L'histoire de la culture people se rappelle des images de la chanteuse, âgée de 26 ans à l'époque, s'emparant d'une tondeuse dans un salon de coiffure pour raser son crâne avant de s'armer d'un parapluie pour attaquer les paparazzi. Mais on ne sait rien des évaluations psychiatriques qui ont suivi et ont mené la justice à la placer sous la tutelle de son père Jamie, faisant de lui le responsable (puis co-responsable depuis 2019) de ses affaires financières et de sa santé. Un traitement réservé aux personnes qui ne sont pas capables de s'occuper seules d'elles-mêmes, comme le rappelle le New York Times.

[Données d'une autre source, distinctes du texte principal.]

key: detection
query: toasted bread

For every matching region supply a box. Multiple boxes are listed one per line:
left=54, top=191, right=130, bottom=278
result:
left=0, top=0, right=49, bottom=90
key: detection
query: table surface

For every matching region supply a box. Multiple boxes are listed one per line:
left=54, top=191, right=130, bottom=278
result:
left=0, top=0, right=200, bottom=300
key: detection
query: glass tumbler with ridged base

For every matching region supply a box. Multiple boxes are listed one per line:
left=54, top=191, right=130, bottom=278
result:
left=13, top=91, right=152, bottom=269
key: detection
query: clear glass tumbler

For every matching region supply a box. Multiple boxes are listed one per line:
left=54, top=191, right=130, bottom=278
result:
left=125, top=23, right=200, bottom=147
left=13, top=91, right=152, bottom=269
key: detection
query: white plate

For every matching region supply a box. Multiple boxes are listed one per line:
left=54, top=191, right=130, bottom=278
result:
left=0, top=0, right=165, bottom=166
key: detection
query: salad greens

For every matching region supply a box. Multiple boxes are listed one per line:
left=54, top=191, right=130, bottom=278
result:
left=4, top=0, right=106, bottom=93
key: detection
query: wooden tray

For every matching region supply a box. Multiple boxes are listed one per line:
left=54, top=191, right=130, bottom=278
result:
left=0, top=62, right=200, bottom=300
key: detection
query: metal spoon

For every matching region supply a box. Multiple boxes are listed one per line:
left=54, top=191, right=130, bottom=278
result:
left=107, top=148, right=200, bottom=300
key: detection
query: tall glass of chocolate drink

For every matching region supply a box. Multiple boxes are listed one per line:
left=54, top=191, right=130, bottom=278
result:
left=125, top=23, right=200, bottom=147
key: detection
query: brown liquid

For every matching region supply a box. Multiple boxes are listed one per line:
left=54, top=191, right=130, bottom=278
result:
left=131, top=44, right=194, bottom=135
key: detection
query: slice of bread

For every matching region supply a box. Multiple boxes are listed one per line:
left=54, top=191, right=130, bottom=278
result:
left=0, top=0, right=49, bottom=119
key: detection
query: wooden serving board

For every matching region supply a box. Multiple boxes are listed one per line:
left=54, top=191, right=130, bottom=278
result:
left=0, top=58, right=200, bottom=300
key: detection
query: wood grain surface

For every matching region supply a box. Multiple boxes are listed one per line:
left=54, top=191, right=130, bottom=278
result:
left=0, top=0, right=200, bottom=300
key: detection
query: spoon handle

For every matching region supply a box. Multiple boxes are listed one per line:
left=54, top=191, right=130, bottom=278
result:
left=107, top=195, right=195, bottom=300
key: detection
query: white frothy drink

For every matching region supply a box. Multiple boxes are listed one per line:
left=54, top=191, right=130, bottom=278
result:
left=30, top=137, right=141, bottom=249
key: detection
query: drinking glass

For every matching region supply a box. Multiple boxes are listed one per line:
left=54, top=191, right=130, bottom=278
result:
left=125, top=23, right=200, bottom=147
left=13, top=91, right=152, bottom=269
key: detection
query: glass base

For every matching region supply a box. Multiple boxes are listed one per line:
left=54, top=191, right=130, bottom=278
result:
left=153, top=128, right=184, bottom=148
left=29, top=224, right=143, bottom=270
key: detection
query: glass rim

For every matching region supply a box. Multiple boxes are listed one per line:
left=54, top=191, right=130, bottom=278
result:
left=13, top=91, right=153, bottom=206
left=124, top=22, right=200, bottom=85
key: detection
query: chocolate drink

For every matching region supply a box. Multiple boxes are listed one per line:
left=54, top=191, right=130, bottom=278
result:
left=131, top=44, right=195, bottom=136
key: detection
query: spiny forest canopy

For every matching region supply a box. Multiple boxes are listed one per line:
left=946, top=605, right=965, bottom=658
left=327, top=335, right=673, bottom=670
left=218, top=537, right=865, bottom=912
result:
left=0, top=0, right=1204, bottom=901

"Britney Spears n’a jamais vraiment évoqué de diagnostic psychique, ni parlé de ce qui s’était passé du point de vue psychiatrique dans cette période", rappelle le psychiatre Jean-Victor Blanc. "Elle n'a jamais utilisé que des termes flous, en parlant de détresse ou de mal-être. C’est son droit le plus strict de pas vouloir en parler; elle ne doit pas à l’opinion publique la révélation de son dossier médical."
Ce psychiatre de l'AP-HP s'est intéressé à ce que la pop-culture et ses égéries nous apprennent de la santé mentale, dans les ouvrages Pop & Psy (Plon, 2019) et Addicts (Arkhe, 2021). Il revient pour BFMTV.com sur l'année de la pop star, marquée par ses prises de parole inédites au sujet de ce régime dont elle souhaite s'émanciper.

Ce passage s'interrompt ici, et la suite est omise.